Posted Jul 2, 2010 by Scott Carter

Updated Jul 2, 2010 at 10:47 AM

Once upon a time, new USF men’s golf coach Chris Malloy envisioned walking toward the 18th green in front of a swollen gallery, needing a birdie putt to win a tournament title.

He still does, but rather than taking the putt himself, Malloy hopes that his coaching makes a difference for the player gripping the putter.

“I was going to pursue a professional playing career,’’ said Malloy, who starred at Ole Miss in the late ‘90s and early 2000s. “That was certainly the plan. The one thing I pride myself on is that I am a realist. I was a realist about my chances about making millions on tour.’’

Malloy’s change of plans – opting to pursue a college coaching career instead – paid off nicely earlier this week when USF hired him to replace former coach Jim Fee.

Malloy has spent the past four seasons working as an assistant under Florida State coach Trey Jones. The Seminoles made it all the way to the Final Four last season, and Malloy is determined to build USF’s program into one that has Final Four ability. His contract pays him $60,000 annually plus incentives.

Here is our Q&A with the 32-year-old Malloy:

Q: Once you decided to get into coaching, how important was taking over your own program one day?

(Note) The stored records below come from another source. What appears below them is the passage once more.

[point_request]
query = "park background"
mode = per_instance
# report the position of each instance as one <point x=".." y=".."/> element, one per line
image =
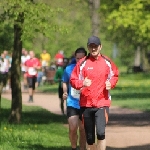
<point x="123" y="27"/>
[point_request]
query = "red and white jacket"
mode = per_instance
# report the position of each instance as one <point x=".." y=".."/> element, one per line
<point x="98" y="71"/>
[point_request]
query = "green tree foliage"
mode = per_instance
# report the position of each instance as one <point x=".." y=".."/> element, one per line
<point x="128" y="25"/>
<point x="27" y="17"/>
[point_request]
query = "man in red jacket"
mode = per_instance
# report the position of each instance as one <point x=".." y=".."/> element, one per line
<point x="94" y="76"/>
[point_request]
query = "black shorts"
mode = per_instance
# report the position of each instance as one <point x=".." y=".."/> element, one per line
<point x="95" y="117"/>
<point x="31" y="82"/>
<point x="60" y="92"/>
<point x="71" y="111"/>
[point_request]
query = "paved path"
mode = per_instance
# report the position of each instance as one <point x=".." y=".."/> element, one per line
<point x="126" y="130"/>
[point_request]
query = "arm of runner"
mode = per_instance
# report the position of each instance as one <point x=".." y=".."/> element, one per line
<point x="65" y="88"/>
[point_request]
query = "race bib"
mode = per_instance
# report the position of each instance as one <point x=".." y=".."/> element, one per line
<point x="44" y="63"/>
<point x="75" y="93"/>
<point x="32" y="71"/>
<point x="60" y="60"/>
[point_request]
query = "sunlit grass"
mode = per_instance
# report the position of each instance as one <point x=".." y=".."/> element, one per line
<point x="132" y="91"/>
<point x="39" y="130"/>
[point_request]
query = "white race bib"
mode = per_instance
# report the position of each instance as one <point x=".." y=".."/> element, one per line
<point x="75" y="93"/>
<point x="44" y="63"/>
<point x="32" y="71"/>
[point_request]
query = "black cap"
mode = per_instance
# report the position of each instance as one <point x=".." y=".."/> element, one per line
<point x="94" y="39"/>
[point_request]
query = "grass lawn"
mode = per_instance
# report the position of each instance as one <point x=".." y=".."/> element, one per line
<point x="39" y="130"/>
<point x="42" y="130"/>
<point x="132" y="91"/>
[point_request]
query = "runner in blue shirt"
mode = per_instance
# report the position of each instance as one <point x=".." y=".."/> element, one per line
<point x="73" y="107"/>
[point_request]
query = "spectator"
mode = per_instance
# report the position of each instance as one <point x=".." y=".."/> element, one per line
<point x="4" y="69"/>
<point x="25" y="56"/>
<point x="32" y="66"/>
<point x="73" y="108"/>
<point x="45" y="59"/>
<point x="59" y="58"/>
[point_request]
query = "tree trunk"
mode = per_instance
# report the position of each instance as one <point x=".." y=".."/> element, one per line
<point x="16" y="105"/>
<point x="94" y="6"/>
<point x="3" y="81"/>
<point x="145" y="63"/>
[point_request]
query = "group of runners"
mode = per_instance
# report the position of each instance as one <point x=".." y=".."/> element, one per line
<point x="85" y="83"/>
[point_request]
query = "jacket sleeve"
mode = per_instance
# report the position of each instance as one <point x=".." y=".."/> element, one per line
<point x="74" y="79"/>
<point x="114" y="73"/>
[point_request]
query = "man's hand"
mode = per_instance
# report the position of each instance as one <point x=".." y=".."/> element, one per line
<point x="65" y="95"/>
<point x="108" y="85"/>
<point x="87" y="82"/>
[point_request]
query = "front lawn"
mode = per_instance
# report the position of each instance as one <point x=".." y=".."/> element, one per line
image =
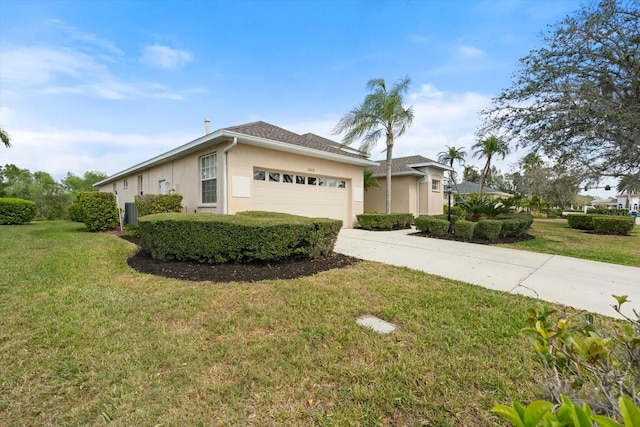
<point x="554" y="236"/>
<point x="87" y="340"/>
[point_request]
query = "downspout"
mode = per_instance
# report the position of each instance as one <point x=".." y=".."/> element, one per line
<point x="224" y="174"/>
<point x="423" y="179"/>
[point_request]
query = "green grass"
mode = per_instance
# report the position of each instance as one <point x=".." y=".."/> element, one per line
<point x="85" y="340"/>
<point x="556" y="237"/>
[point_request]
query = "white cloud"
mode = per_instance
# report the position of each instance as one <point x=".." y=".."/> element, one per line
<point x="159" y="56"/>
<point x="77" y="34"/>
<point x="77" y="151"/>
<point x="468" y="52"/>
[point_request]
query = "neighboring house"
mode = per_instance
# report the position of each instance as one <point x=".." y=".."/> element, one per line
<point x="608" y="203"/>
<point x="417" y="186"/>
<point x="255" y="166"/>
<point x="466" y="188"/>
<point x="634" y="201"/>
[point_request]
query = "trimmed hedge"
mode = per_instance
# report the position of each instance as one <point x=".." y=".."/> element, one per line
<point x="148" y="204"/>
<point x="613" y="225"/>
<point x="488" y="229"/>
<point x="464" y="229"/>
<point x="98" y="210"/>
<point x="438" y="227"/>
<point x="16" y="211"/>
<point x="398" y="221"/>
<point x="251" y="236"/>
<point x="580" y="221"/>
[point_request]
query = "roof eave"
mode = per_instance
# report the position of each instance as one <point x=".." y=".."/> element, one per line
<point x="223" y="134"/>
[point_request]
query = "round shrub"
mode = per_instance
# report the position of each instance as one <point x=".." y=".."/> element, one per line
<point x="16" y="211"/>
<point x="488" y="229"/>
<point x="619" y="225"/>
<point x="463" y="229"/>
<point x="580" y="221"/>
<point x="438" y="227"/>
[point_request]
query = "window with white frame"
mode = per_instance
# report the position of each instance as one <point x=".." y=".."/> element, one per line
<point x="208" y="180"/>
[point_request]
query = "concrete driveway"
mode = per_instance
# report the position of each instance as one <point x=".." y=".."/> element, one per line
<point x="582" y="284"/>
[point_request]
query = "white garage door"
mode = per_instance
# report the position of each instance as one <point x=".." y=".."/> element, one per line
<point x="301" y="194"/>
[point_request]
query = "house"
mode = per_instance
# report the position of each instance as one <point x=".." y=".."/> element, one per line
<point x="255" y="166"/>
<point x="608" y="203"/>
<point x="417" y="186"/>
<point x="466" y="188"/>
<point x="634" y="201"/>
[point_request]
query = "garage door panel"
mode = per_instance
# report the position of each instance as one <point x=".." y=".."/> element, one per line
<point x="301" y="199"/>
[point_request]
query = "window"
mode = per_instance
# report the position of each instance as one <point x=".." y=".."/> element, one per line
<point x="208" y="178"/>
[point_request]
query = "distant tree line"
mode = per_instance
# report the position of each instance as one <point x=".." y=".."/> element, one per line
<point x="50" y="196"/>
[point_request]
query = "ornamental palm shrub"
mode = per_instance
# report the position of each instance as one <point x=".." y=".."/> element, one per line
<point x="488" y="229"/>
<point x="16" y="211"/>
<point x="99" y="210"/>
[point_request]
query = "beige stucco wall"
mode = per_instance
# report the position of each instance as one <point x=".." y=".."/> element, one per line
<point x="183" y="176"/>
<point x="409" y="193"/>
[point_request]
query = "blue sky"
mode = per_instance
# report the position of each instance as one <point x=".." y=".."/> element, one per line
<point x="102" y="85"/>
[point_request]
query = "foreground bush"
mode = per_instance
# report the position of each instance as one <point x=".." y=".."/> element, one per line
<point x="252" y="236"/>
<point x="374" y="221"/>
<point x="488" y="229"/>
<point x="464" y="229"/>
<point x="580" y="221"/>
<point x="620" y="225"/>
<point x="594" y="365"/>
<point x="98" y="210"/>
<point x="148" y="204"/>
<point x="16" y="211"/>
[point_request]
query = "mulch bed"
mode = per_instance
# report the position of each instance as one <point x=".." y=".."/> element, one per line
<point x="222" y="273"/>
<point x="475" y="239"/>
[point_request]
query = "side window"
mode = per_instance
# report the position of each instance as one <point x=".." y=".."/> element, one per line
<point x="208" y="178"/>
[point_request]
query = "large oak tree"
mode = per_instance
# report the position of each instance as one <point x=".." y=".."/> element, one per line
<point x="577" y="98"/>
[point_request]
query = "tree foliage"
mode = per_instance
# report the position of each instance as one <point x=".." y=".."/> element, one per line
<point x="382" y="113"/>
<point x="4" y="138"/>
<point x="577" y="98"/>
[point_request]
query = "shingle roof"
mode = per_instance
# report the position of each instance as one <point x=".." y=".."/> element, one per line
<point x="308" y="140"/>
<point x="403" y="166"/>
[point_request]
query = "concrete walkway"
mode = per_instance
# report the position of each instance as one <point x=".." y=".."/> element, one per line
<point x="574" y="282"/>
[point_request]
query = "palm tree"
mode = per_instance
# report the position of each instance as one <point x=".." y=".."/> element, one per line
<point x="4" y="137"/>
<point x="629" y="184"/>
<point x="450" y="155"/>
<point x="381" y="113"/>
<point x="488" y="148"/>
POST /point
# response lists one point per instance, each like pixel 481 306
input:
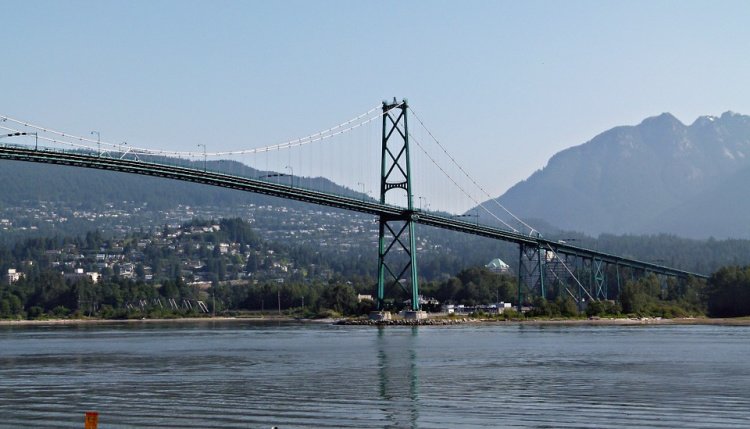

A: It’s the reason you get into coaching in the first place. It’s the reason that I was an assistant coach and came to a place like Florida State to work for a guy like Trey Jones, to have an opportunity to take over a program like this. This is just a dream come true.

Q: Was USF’s program one you kept a close eye on?

A: There’s no doubt about it. The day I heard about it, I was on the phone 10 minutes later to ask Coach Fee if the rumor was true and asked what I needed to do to get into the mix. I just gave it everything I had to get involved.

Q: What makes the USF program appealing as a head coach?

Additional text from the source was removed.